855 So.2d at 492-93.

Notably, in the present case, the father did not claim in his Rule 60(b)(4) motion that the trial court, in the proceedings that resulted in the June 2006 judgment, had failed to provide him proper notice or an opportunity to be heard on the issue whether the joint-custody arrangement should be modified. The father also did not contend that the judgment awarding the mother sole physical custody of the child did not address an issue litigated by the parties in 2006. Instead, the father asserted only that the trial court had failed to require clear and convincing evidence of his unfitness before modifying the joint-custody arrangement. Assuming that the trial court erred in that regard, any such error would have amounted solely to a violation of substantive, not procedural, due process. Hence, under Ex parte Third Generation, Inc., supra, that alleged error cannot serve as a basis for vacating the June 2006 judgment under Rule 60(b)(4). 855 So.2d at 493.

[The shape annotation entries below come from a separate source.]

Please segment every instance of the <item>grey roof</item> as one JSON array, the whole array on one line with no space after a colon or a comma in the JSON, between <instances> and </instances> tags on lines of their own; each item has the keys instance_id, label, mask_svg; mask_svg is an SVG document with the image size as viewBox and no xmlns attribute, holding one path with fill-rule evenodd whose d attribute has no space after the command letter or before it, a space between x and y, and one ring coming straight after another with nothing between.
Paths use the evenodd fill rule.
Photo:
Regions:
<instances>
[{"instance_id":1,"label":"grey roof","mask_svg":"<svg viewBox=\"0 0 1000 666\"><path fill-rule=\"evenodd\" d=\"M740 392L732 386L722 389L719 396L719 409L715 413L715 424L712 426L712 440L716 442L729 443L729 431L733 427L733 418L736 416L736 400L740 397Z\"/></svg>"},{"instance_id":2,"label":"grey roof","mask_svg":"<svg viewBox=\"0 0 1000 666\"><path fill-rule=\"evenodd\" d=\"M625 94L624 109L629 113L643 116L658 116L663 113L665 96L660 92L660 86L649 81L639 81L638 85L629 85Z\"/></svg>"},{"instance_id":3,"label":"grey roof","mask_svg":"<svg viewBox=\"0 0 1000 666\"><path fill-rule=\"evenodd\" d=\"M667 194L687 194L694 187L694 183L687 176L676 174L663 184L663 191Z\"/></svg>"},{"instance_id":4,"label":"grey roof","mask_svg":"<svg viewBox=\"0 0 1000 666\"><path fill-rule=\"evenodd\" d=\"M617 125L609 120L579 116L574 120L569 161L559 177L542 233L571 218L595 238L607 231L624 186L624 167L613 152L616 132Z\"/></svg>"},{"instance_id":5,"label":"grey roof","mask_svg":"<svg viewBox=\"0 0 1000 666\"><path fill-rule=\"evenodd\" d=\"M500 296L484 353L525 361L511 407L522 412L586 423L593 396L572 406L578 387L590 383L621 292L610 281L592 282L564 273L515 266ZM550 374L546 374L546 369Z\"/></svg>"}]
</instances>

We recognize that the trial court did not reject the father’s Rule 60(b)(4) motion based on the distinction between procedural and substantive due process, but we review the denial of a Rule 60(b)(4) motion de novo. Looney v. State, 60 So.3d 293, 296 (Ala.Civ.App.2010). Moreover, “[i]n reviewing a trial court’s judgment, we are not limited by the reasoning the trial court applied in reaching its judgment. Instead, we can affirm a trial court’s judgment if it was correct for any valid legal reason.” Rogers v. Penske Truck Leasing Co., 37 So.3d 780, 789 (Ala.Civ.App.2009). Thus, the only question for review by this court is the legal question whether the judgment is void. Nationwide Mut. Fire Ins. Co. v. Austin, 34 So.3d 1238, 1242 (Ala.2009). Having determined that the 2006 judgment is not void, we conclude that the trial court did not err in refusing to set that judgment aside.

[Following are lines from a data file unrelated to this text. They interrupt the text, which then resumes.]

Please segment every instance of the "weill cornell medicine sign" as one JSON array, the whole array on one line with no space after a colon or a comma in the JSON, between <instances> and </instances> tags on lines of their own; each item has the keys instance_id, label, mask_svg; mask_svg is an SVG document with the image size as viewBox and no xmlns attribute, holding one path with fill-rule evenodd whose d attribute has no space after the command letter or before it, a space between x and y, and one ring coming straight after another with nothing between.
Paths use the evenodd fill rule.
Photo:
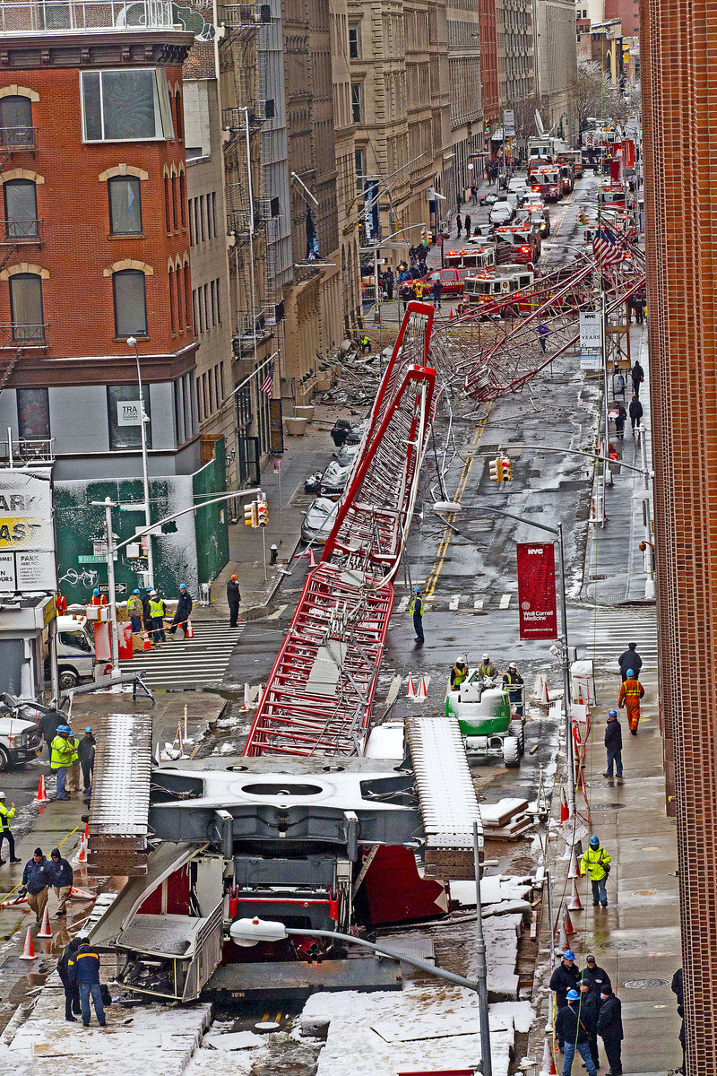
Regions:
<instances>
[{"instance_id":1,"label":"weill cornell medicine sign","mask_svg":"<svg viewBox=\"0 0 717 1076\"><path fill-rule=\"evenodd\" d=\"M555 547L518 542L518 607L521 639L557 639Z\"/></svg>"},{"instance_id":2,"label":"weill cornell medicine sign","mask_svg":"<svg viewBox=\"0 0 717 1076\"><path fill-rule=\"evenodd\" d=\"M56 586L51 477L0 470L0 594Z\"/></svg>"}]
</instances>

Because the 2006 judgment awarded the mother sole physical custody of the child, the trial court could modify that aspect of the 2006 judgment only based on the standard set forth in Ex parte McLendon, 455 So.2d 863 (Ala.1984). At oral argument, counsel for the father clarified that the father was not contesting the constitutionality of the McLendon standard. Furthermore, in his brief to this court, the father does not argue that the trial court erred in denying his petition to modify custody based on the McLendon standard. Any additional arguments he makes relate solely to the constitutionality of the June 2006 judgment and the statutes upon which the trial court relied in modifying the joint-custody arrangement in June 2006. However, on appeal from the denial of a motion for relief from a judgment, this court cannot review issues addressed to the correctness of the underlying judgment. See Malloy v. Sullivan, 431 So.2d 514, 515 (Ala.1983). Any arguments the father makes concerning the correctness of the 2006 judgment should have been raised in any appeal of that judgment, and the father cannot now use Rule 60(b) as a substitute for an appeal of that judgment. See Hobbs II, 6 So.3d at 533 (“Rule 60(b) cannot be used as a substitute for an appeal of a final judgment”).

The mother’s request for the award of attorney fees on appeal is denied.

AFFIRMED.

THOMPSON, P.J., and PITTMAN and THOMAS, JJ., concur.

BRYAN, J., concurs specially.

BRYAN, Judge,

concurring specially.

As noted in the main opinion, the Alabama Supreme Court has held that a violation of due process “ ‘provides] a foundation for declaring a judgment void’ ” pursuant to Rule 60(b)(4), Ala. R. Civ. P., only if the alleged due-process violation related to a violation of “ ‘procedural, rather than substantive, due process.’ ” 118 So.3d at 190 (quoting Ex parte Third Generation, Inc., 855 So.2d 489, 492 (Ala.2003)). I agree with the main opinion insofar as it concludes that the errors alleged by Scott Christopher Hobbs in his Rule 60(b)(4) motion to vacate the June 2006 judgment “amounted solely to a violation of substantive, not procedural, due process.” 118 So.3d at 191. Because I am constrained by our supreme court’s decision in Ex parte Third Generation, supra, see State Farm Mut. Auto. Ins. Co. v. Carlton, 867 So.2d 320, 325 (Ala.Civ.App.2001) (“[The Court of Civil Appeals] is bound by the decisions of the Alabama Supreme Court, see § 12-3-16, Ala. Code 1975, and we have no authority to overrule that court’s decisions.”), I concur in the decision reached in the main opinion.

However, I take this opportunity to remind the parties that

“[i]t is the policy of this state to assure that minor children have frequent and continuing contact with parents who have shown the ability to act in the best interest of their children and to encourage parents to share in the rights and responsibilities of rearing their children after the parents have separated or dissolved their marriage.”

§ 30-3-150, Ala.Code 1975. Cf § 30-3-160, Ala.Code 1975 (the Alabama Parents Child Relationship Protection Act, § 30-3-160 et seq., Ala.Code 1975, “promotes the general philosophy in this state that children need both parents, even after a divorce, established in [§ ] 30-3-150”).